Life Insurance Flashcards
(54 cards)
What is mortality cost in life insurance?
Face amount × Probability of claim (function of age).
How does age affect mortality cost?
Lower for young, increases exponentially with age.
What is the purpose of term life insurance?
Pure insurance protection, no investment component.
What happens if the insured outlives the term?
Coverage ceases, no payout.
What are common term lengths?
Annual, 5, 20, 30 years.
Who is term insurance best for?
Young clients, families with children.
What is annual renewable term?
Premium increases each year, level death benefit, convertible, inexpensive early.
What is level term insurance?
Level premium and death benefit, no cash value.
What is decreasing term insurance?
Level premium, decreasing death benefit, used for mortgages.
List two advantages of term insurance.
Inexpensive for young, renewable without evidence of insurability.

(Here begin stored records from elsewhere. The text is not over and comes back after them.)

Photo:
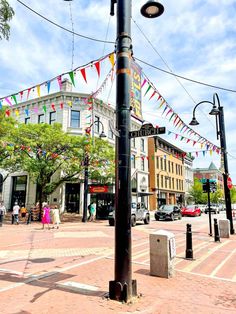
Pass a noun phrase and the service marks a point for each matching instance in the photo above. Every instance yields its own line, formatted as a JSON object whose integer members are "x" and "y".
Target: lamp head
{"x": 152, "y": 9}
{"x": 102, "y": 135}
{"x": 214, "y": 111}
{"x": 194, "y": 121}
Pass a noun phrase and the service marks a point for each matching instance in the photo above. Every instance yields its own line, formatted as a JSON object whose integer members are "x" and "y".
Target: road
{"x": 44, "y": 271}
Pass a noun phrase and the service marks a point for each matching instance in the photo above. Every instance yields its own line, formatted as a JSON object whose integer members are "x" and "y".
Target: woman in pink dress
{"x": 46, "y": 215}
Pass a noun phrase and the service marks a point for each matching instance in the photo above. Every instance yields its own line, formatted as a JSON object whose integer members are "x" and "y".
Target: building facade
{"x": 72, "y": 111}
{"x": 167, "y": 176}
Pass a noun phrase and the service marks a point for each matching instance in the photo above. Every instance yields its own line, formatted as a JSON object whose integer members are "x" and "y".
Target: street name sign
{"x": 147, "y": 130}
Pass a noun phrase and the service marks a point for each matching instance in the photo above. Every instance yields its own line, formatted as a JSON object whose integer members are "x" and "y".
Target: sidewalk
{"x": 68, "y": 271}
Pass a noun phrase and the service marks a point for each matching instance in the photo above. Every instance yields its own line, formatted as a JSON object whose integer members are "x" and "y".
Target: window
{"x": 27, "y": 120}
{"x": 96, "y": 124}
{"x": 142, "y": 163}
{"x": 142, "y": 145}
{"x": 75, "y": 119}
{"x": 110, "y": 133}
{"x": 41, "y": 118}
{"x": 52, "y": 117}
{"x": 133, "y": 142}
{"x": 133, "y": 161}
{"x": 157, "y": 160}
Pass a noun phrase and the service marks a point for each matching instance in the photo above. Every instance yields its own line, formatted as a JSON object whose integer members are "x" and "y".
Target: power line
{"x": 65, "y": 29}
{"x": 185, "y": 78}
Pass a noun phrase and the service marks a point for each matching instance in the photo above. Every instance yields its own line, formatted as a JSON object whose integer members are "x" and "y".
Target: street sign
{"x": 147, "y": 130}
{"x": 229, "y": 183}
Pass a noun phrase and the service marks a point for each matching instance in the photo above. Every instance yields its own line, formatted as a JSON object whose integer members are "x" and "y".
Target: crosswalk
{"x": 211, "y": 259}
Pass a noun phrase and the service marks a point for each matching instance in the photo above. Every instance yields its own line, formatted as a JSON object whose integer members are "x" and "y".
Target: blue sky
{"x": 194, "y": 39}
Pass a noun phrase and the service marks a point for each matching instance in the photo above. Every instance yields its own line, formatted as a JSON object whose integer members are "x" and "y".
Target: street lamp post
{"x": 220, "y": 131}
{"x": 86, "y": 173}
{"x": 123, "y": 288}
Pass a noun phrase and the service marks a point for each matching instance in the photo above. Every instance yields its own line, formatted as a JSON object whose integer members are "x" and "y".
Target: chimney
{"x": 66, "y": 86}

List two disadvantages of term insurance.
No cash value, premiums increase with age.
What is a key feature of universal life insurance?
Flexible premiums and adjustable face value.

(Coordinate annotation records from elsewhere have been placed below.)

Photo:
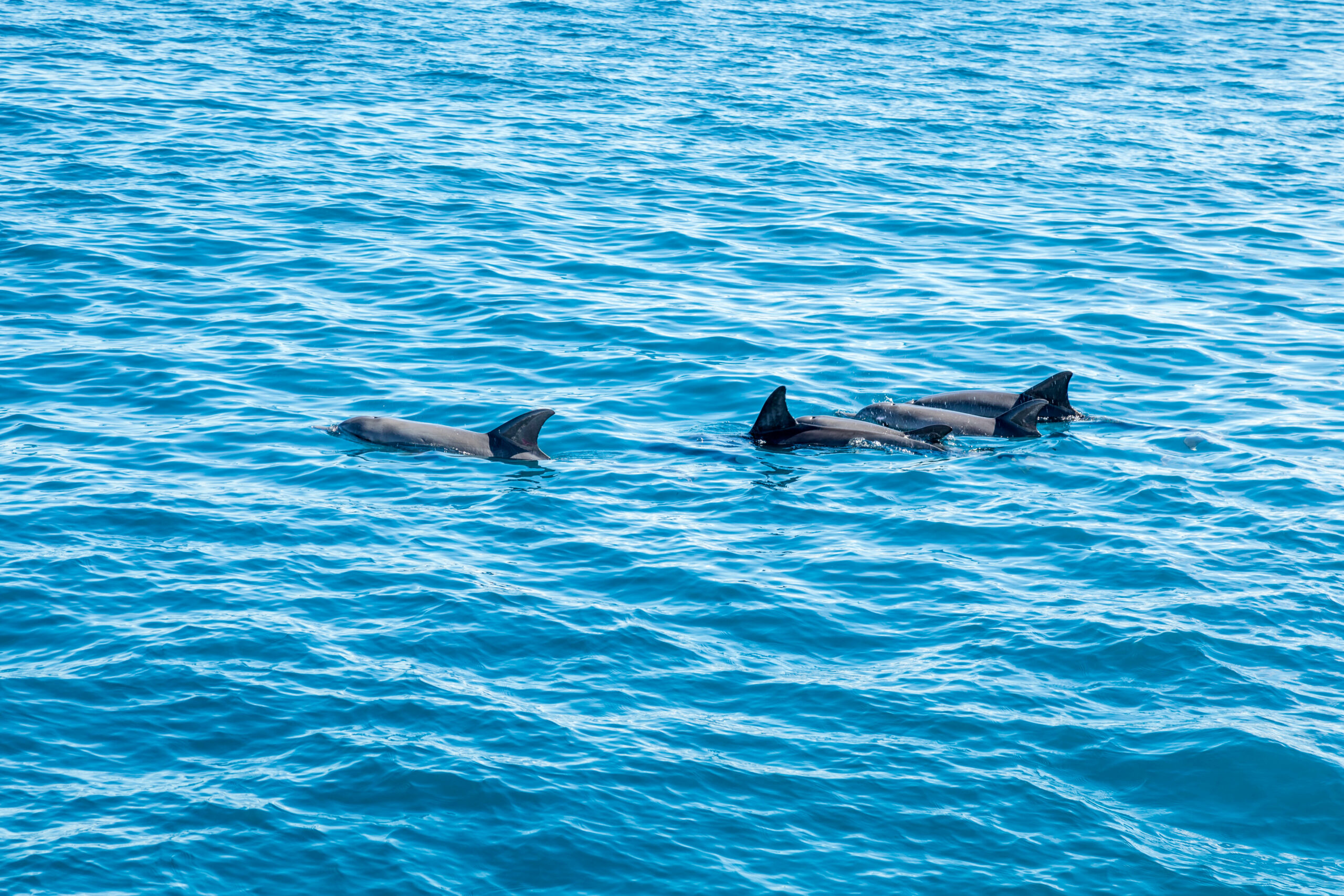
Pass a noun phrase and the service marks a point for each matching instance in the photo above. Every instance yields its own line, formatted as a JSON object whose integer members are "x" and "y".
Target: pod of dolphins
{"x": 918, "y": 425}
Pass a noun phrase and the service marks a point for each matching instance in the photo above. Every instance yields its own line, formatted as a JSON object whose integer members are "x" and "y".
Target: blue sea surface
{"x": 243, "y": 656}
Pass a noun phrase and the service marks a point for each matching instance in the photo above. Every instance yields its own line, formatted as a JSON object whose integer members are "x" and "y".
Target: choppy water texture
{"x": 243, "y": 656}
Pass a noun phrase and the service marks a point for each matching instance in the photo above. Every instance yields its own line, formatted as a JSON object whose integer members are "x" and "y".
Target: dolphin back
{"x": 518, "y": 437}
{"x": 1021, "y": 421}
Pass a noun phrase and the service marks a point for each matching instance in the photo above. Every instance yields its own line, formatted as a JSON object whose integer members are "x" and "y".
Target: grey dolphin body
{"x": 514, "y": 441}
{"x": 776, "y": 426}
{"x": 1014, "y": 424}
{"x": 990, "y": 404}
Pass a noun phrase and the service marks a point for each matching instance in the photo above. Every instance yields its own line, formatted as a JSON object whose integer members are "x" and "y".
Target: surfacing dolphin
{"x": 514, "y": 441}
{"x": 776, "y": 426}
{"x": 1054, "y": 390}
{"x": 1015, "y": 424}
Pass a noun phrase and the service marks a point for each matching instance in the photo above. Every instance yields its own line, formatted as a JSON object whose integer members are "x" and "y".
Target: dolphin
{"x": 515, "y": 440}
{"x": 1015, "y": 424}
{"x": 990, "y": 404}
{"x": 776, "y": 426}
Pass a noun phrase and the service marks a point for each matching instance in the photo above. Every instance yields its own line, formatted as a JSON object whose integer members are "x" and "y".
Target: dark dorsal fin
{"x": 774, "y": 416}
{"x": 519, "y": 434}
{"x": 1021, "y": 421}
{"x": 932, "y": 434}
{"x": 1054, "y": 388}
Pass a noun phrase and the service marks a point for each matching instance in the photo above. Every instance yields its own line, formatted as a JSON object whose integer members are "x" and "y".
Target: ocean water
{"x": 243, "y": 656}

Who invests the cash value in standard universal life?
The insurer.
What happens if cash value underperforms?
Death benefit may decrease.
Describe Universal Life Type A.
Level death benefit, NAR decreases as cash value grows.
Describe Universal Life Type B.
Death benefit = face amount + cash value, NAR constant.
Who bears the investment risk in variable universal life?
The policyholder.
What is the duration of whole life insurance?
Lifetime protection.
How are premiums structured in ordinary whole life?
Level for life.
What is a limited pay whole life policy?
Premiums paid for a set period (e.g., 10 years), then paid up.
What is modified whole life?
Lower premiums early, higher later.
Who invests the cash value in variable whole life?
The policyholder.
What is a first-to-die policy?
Pays when the first insured dies (e.g., for couples).